Reflecting the church's ethnic diversity in the United States, the Pope followed his address with prayers in Spanish, Portuguese, Creole, Italian and Korean.
The Pope spoke as driving rain fell in the huge stadium. At times raindrops mixed with tears on the faces of the faithful.
In addition to immigration, John Paul touched on several controversial, though familiar, themes. He condemned abortion and euthanasia, drawing applause from many in the crowd. Moving seamlessly from the rights of immigrants to the rights of the unborn and the elderly, the pontiff noted that America had acted to overcome religious and racial intolerance.

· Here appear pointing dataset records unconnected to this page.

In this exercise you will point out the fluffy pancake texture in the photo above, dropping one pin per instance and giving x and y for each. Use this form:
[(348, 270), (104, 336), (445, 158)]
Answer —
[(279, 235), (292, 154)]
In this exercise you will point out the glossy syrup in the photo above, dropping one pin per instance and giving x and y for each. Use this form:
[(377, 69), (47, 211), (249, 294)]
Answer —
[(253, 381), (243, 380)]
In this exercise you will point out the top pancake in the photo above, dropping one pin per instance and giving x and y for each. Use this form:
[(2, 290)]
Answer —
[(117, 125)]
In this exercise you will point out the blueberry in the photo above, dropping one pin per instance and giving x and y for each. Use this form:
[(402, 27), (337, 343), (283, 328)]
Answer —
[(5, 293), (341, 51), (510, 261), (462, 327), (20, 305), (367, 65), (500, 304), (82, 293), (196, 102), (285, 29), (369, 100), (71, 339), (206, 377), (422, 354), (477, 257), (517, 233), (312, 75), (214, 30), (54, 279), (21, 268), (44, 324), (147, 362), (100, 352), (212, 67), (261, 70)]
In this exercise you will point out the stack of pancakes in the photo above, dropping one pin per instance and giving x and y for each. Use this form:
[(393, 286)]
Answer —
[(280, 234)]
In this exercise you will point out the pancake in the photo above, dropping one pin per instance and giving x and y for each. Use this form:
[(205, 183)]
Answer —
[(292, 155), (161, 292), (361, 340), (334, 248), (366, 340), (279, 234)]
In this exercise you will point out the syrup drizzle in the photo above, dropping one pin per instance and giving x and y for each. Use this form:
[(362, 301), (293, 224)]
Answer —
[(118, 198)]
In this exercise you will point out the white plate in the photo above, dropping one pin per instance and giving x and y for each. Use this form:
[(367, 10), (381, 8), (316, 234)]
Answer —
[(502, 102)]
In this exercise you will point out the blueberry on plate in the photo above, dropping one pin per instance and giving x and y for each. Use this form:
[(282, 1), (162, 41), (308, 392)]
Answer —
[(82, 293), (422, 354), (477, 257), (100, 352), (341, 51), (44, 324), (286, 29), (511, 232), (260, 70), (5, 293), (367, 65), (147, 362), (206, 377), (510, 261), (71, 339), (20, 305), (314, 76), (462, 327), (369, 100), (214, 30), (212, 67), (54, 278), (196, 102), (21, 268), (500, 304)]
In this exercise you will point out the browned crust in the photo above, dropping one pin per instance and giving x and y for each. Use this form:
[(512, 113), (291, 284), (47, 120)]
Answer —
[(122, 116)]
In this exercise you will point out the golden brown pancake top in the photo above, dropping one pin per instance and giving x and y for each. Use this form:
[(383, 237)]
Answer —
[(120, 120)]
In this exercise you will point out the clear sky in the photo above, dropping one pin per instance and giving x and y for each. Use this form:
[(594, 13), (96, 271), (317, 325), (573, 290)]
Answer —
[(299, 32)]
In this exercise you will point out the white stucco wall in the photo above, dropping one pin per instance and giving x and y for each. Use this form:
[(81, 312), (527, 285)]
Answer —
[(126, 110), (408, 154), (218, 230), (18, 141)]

"To a great extent, the story of America has been the story of long and difficult struggles to overcome the prejudices which excluded certain categories of people from a full share in the country's life," he said.
"Sadly, a new class of people is being excluded. When the unborn child--the stranger in the womb--is declared to be beyond the protection of society, not only are America's deepest traditions radically undermined and endangered, but a moral blight is brought upon society."
Pushing home his point, John Paul turned to threats against the elderly, the handicapped and society's outcasts.
"When innocent human beings are declared inconvenient or burdensome and thus unworthy of legal and social protection, grievous damage is done to the moral foundations of the democratic community," he said.
"The right to life is the first of all rights. It is the foundation of democratic liberties and the keystone of the edifice of civil society. Both as Americans and as followers of Christ, American Catholics must be committed to the defense of life in all its stages and in every condition."
The Pope's remarks on immigration were clearly viewed by church officials as among the most significant statements of his American journey.
In an interview, Mahony said that he hoped "people of goodwill" would think about the Pope's remarks. "The role of the Pope is not to speak to public opinion but rather to call on us to follow God's ways," he said. "All of us are immigrants or of immigrant roots, and will hopefully think more fully about these issues."
While many U.S. Catholics and the news media have frequently stressed the Pope's teachings against birth control and abortion, he has been widely popular in developing countries, where his emphasis on social and economic justice has struck responsive chords.
The Pope entered a stadium filled with a sea of multicolored slickers. Many in the crowd had waited patiently and cheerfully for hours in rain that alternated between drizzle and downpour.
The bad weather forced the Secret Service to abandon its plans to fly the Pope from Manhattan to New Jersey in a Marine helicopter. A motorcade was substituted.
"Water is a sign of life, a sign of God's blessing," the Pope said as the stadium crowd cheered.
Slowly, with rain streaking the windshield of the "Popemobile," John Paul circled the football field. Windblown nuns waved while tens of thousands in the crowd snapped pictures.
The specially designed, bulletproof vehicle does not have windshield wipers, and its side windows were kept partially open.
Officials estimated the crowd at 82,948, each one screened by metal detectors. Security was so tight that for a time the Secret Service refused to allow umbrellas into the stadium. But the bad weather forced agents to relent.
The rain and wind made lighting the altar candles an adventure. At one point, a gust blew off the Pope's white skullcap.
But no one seemed to mind.
"For me, just being here is enough," said Joan Valencia, 35, a telephone company worker from Plainfield, N.J. "The people are like a family today--no hustle, no bustle, no rush."
"He brings us close to God," said Isabel McLaughlin, 81, who lives in a home for the elderly in Totowa, N.J.
Times staff writer Robert L. Jackson and special correspondent Helaine Olen contributed to this story.